POSH: A TLS Compiler that Exploits Program Structure
- Wei Liu ,
- James Tuck ,
- Luís Ceze ,
- Wonsun Ahn ,
- Karin Strauss ,
- José Renau ,
- Josep Torrellas
PPoPP 2006 (Principles and Practice of Parallel Programming) |
Published by Association for Computing Machinery, Inc.
As multi-core architectures with Thread-Level Speculation (TLS) are becoming better understood, it is important to focus on TLS compilation. TLS compilers are interesting in that, while they do not need to fully prove the independence of concurrent tasks, they make choices of where and when to generate speculative tasks that are crucial to overall TLS performance.
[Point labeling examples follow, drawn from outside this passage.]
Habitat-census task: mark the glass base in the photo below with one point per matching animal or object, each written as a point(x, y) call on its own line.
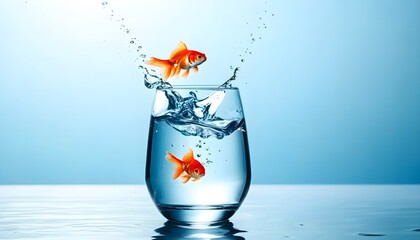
point(205, 215)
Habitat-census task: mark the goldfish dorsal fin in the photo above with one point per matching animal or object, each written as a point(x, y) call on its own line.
point(188, 157)
point(181, 47)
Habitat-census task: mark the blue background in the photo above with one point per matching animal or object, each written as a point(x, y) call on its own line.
point(331, 91)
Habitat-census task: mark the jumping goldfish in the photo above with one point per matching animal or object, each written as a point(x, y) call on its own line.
point(180, 58)
point(188, 165)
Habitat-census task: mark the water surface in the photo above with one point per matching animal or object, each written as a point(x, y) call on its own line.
point(269, 212)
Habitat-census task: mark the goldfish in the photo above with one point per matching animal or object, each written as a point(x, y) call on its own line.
point(188, 167)
point(180, 58)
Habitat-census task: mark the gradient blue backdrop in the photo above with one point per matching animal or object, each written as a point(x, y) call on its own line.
point(331, 89)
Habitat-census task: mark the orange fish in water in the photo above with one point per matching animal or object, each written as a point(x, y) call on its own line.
point(188, 165)
point(180, 58)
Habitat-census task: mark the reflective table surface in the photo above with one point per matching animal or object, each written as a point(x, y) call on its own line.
point(269, 212)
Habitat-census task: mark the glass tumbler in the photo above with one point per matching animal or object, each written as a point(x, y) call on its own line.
point(198, 166)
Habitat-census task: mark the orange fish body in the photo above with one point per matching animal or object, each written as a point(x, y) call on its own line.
point(188, 165)
point(180, 58)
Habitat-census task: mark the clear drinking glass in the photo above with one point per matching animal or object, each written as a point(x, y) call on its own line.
point(198, 166)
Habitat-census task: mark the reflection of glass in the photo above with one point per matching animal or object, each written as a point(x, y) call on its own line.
point(171, 231)
point(210, 122)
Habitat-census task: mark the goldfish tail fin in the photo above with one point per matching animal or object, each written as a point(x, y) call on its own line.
point(178, 165)
point(189, 156)
point(166, 65)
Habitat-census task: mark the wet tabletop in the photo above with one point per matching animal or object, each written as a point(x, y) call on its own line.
point(269, 212)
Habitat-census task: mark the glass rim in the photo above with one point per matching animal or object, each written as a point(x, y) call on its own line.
point(203, 87)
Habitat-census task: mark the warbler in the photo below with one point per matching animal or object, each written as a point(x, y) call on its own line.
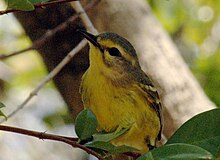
point(119, 93)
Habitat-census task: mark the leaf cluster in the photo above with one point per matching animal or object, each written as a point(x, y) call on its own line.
point(198, 138)
point(23, 5)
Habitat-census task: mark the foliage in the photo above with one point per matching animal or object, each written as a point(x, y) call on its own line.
point(86, 124)
point(194, 26)
point(178, 151)
point(1, 113)
point(24, 5)
point(202, 130)
point(197, 139)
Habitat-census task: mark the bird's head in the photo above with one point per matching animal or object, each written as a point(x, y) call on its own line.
point(111, 53)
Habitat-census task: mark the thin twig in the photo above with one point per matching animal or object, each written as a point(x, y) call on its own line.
point(38, 5)
point(50, 33)
point(84, 17)
point(52, 74)
point(45, 136)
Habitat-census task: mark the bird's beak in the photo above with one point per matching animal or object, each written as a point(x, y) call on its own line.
point(90, 37)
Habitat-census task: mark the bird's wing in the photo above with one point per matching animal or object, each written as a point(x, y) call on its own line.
point(152, 96)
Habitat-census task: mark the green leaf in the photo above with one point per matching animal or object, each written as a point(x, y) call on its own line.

This paper presents POSH, a new, fully automated TLS compiler built on top of gcc. POSH is based on two design decisions. First, to partition the code into tasks, it leverages the code structures created by the programmer, namely subroutines and loops. Second, it uses a simple profiling pass to discard ineffective tasks. With the code generated by POSH, a simulated TLS chip multiprocessor with 4 superscalar cores delivers an average speedup of 1.30 for the SPECint 2000 applications. Moreover, an estimated 26% of this speedup is a result of the implicit data prefetching provided by squashed tasks.